Yüzyıllardır süren bir çok savaşın adıdır bu coğrafya.

    Yeni olmayan yıllardır ilmek ilmek işlenen bir projenin sonucudur Filistin halkının yaşadıkları…

    Son günlerde İsrail’in Mescid-i Aksa’da yaptığı katliamlar ve Gazze’ye yönelik vahşice hava bombardımanları vesilesiyle Filistin, ülkenin ve dünyanın öncelikli gündemi haline geldi.


    Tabi ki bunu hepimiz biliyoruz. Bu duruma sürekli tanığız.

    Bu konu hakkında herkes bir şeyler yazıyor. Yıllardır yazıyor.


    Önce insan hakları savunucuları yazdı.

    Sonra sol düşünce tarafından sürekli gündemde tutuldu.


    Şu an toplumun her kesiminden destek gören bir mücadele söz konusu.

    Peki bu gündem yeni bir gündem midir? Nasıl oluşmuştu?


    Tabiki değildir.Bir asırdır süren ve kademe kademe ilerleyen, bir projenin, bir işgalin sonucudur bugün gelinen nokta.

    Kısa ve öz yazmak durumundayım.


    Yehova'nın meleğinin Yakup a yenilmesi ile Yehova meleği Yakup‘u İsrail(Yehova'nın meleğini alt eden )adı ile kutsar. Buradan  yola çıkılarak İsrail bu toprakların vadedilmiş topraklar olduğunu ileri sürer. Bu nedenle Yakup'un soyundan gelenlere İsrailoğulları denir. Bu olaydan sonra Yakup, Mısır'a göçtüğünde sülalesi İsrailliler olarak anılır. Kısaca İsrail Devleti'nin ismi ise bu olaydan gelir. Tabi ki bu süreç uzun bir süreç ama ders alınması gereken ibretlik bir süreç.


    Bununla birlikte Yahudiler devlet kurma çalışmalarına başlarlar. Aslın da (vadedilmiş topraklar) üzerine devlet kurma çalışmaları ilk önce Büyük Britanya'da görülür.


    Önce Filistin konsoloslukları Yahudilerin himayesine verilir. Sonra Yahudi faaliyetlerinin merkezi Büyük Britanya'dan Rusya'ya geçer. Rusya'da, Yahudilere, özellikle çiftçi Yahudilere  pogromlar yapar ve  Siyonistler tarafından ülkeyi terk edip Filistin’e yerleşmeleri teklifi yapılır. 1870 yılından itibaren çiftçi Yahudiler Filistin toprakları üzerinde tarımsal yerleşme merkezleri kurmaya başlarlar ve hikâye böylece başlar.

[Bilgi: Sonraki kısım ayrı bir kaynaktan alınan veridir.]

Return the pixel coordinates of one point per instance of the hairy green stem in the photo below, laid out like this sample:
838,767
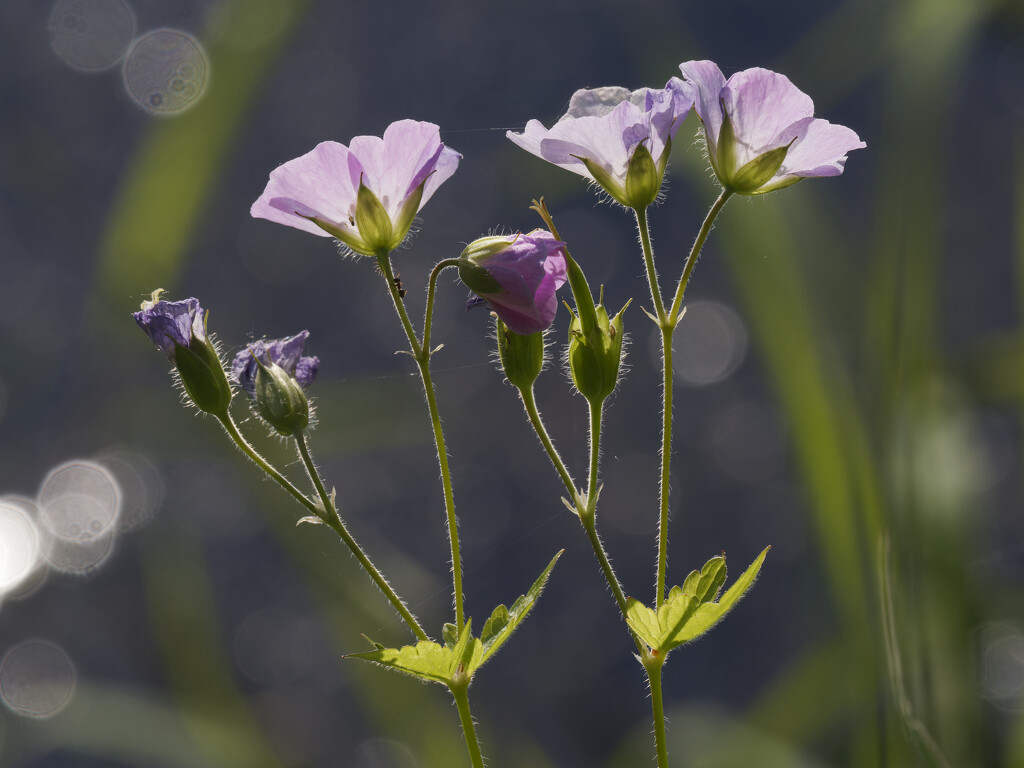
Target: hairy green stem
461,693
232,431
653,669
422,355
667,323
529,402
431,285
333,518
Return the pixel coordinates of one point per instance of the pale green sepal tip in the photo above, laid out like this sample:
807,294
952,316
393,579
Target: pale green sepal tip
725,154
642,178
373,221
759,171
203,377
407,216
280,399
604,180
521,355
353,242
477,279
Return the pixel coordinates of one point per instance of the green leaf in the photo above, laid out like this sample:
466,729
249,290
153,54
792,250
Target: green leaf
504,621
710,613
430,660
450,633
688,611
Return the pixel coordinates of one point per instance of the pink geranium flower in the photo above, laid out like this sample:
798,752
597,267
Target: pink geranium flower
367,194
761,130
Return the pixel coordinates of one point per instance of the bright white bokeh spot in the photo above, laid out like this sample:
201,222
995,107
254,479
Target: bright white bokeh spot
166,71
80,502
79,558
709,345
273,647
37,679
91,35
37,574
20,547
141,487
1001,672
384,753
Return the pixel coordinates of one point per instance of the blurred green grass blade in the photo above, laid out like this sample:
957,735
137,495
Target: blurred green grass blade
131,726
185,624
172,174
757,243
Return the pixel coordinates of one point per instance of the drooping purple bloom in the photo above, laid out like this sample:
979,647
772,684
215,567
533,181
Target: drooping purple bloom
287,352
318,193
765,113
599,135
517,275
170,323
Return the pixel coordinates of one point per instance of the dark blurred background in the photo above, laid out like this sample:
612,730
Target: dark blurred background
850,391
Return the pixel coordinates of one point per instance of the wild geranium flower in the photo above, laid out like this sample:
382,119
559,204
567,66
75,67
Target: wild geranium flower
178,328
761,130
616,137
274,375
517,275
367,194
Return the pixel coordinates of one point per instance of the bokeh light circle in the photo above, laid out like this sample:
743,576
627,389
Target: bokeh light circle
20,547
80,502
37,679
166,71
91,35
710,344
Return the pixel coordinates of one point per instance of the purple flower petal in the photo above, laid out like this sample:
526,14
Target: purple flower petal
767,112
325,182
709,82
605,125
170,323
527,271
286,352
762,104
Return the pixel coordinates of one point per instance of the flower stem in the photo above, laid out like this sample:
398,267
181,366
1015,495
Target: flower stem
422,355
429,313
691,260
529,402
461,693
333,518
653,669
232,431
667,323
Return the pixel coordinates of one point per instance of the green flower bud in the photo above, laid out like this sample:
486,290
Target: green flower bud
280,399
203,376
595,357
521,356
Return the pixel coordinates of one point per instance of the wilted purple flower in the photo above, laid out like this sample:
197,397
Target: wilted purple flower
287,353
178,328
517,275
367,194
619,138
170,323
761,130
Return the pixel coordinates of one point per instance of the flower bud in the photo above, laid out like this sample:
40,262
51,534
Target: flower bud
521,356
517,275
595,356
178,328
274,375
280,399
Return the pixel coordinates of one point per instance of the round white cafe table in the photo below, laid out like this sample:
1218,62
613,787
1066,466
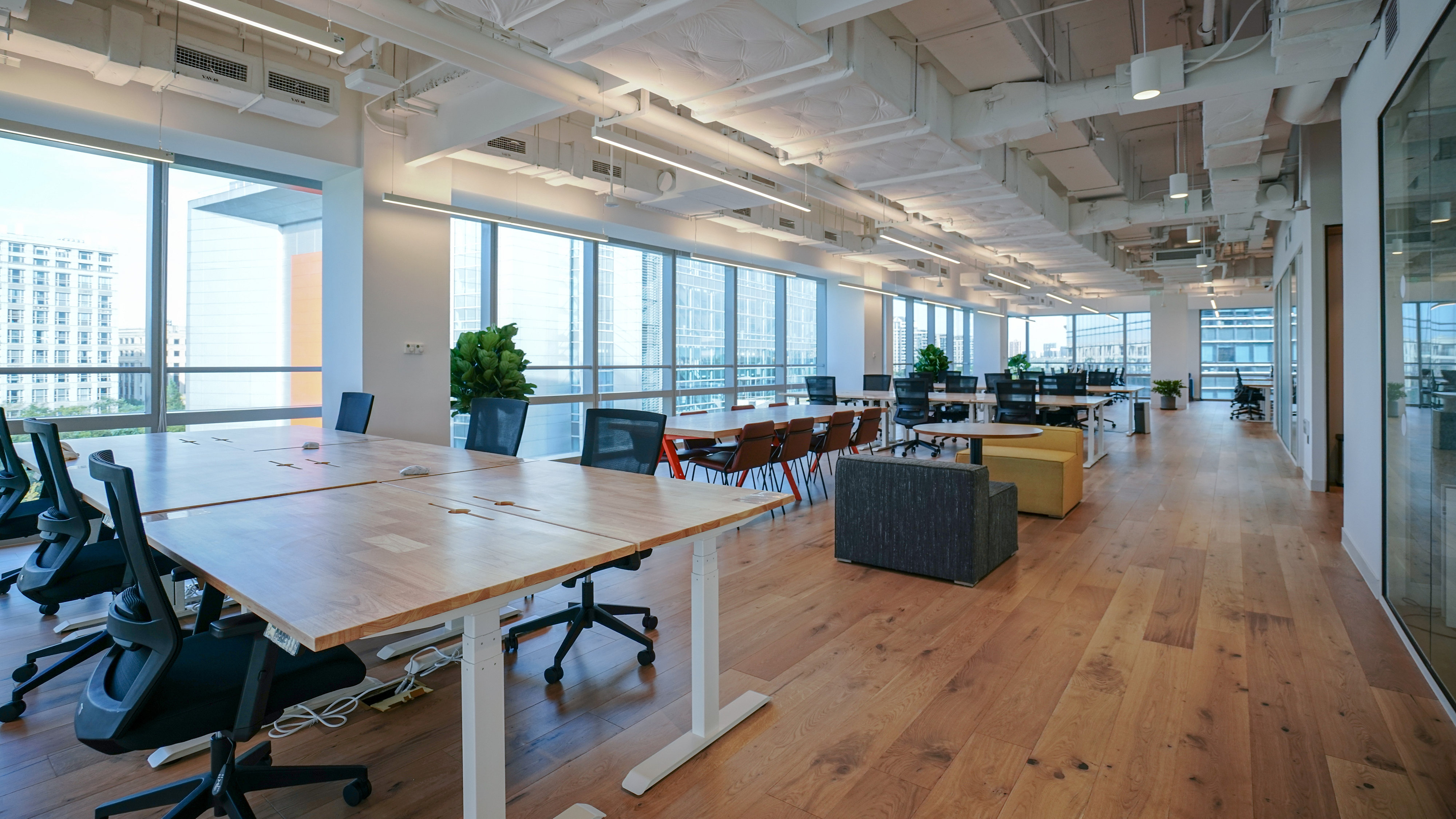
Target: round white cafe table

    Bu arada  unutmamak gerek Fransız General Napolyon Bonaparte, Osmanlı yönetimindeki Filistin'de bir Yahudi devleti kurulması fikrini ortaya atar (1799)  .


    Bu dönemde Modern Siyonizm'in kurucu babası Theodor Herzl 2.Abdülhamit iki defa görüşmüş ve sonuç alamamıştır (1870).Böylece Osmanlı’nın yahudi göçü hakkında nasıl bir algıya sahip,anlaşılmak istenmiştir.


    1.Dünya Savaşı sonunda 2 Kasım 1917’de Arthur Balfour'un girişimiyle 1.Balfour Deklarasyonu süreci başlatılır. Milletler Cemiyeti 1920 yılında, Filistin üzerinde İngiliz mandasını tanır. Sonuçta Filistin'de bir Yahudi devletinin (İsrail) kurulmasıyla sonuçlanır. (14 Mayıs 1948)


    O dönemde 2. Abdülhamit ‘in neden görüşmelere cevap vermediğini ve bu müzakerelerden uzak durduğunu, boğazda uzun süre demir atan gemilerin, demir atma sebebini daha iyi anlamak mümkün. Siyonist liderler, karşılarına çıkan her fırsatı değerlendirme çabasında olmuşlar.


    Yahudilerin devlet kurma projesinin farkında olan Sultan 2.Abdülhamid, bu durumun önüne geçmek için elindeki bütün kozları kullanmış. Özellikle Filistin’e yapılan Yahudi göçünü önlemeye yönelik aldığı tedbirler, Yahudilere toprak satışının önüne geçmek amacıyla bölgedeki toprakları kendi mülkiyetine alması (Akgündüz, 2008: 44; Tellioğlu, 2015: 164), Siyonist liderler için büyük bir problem olmuştur.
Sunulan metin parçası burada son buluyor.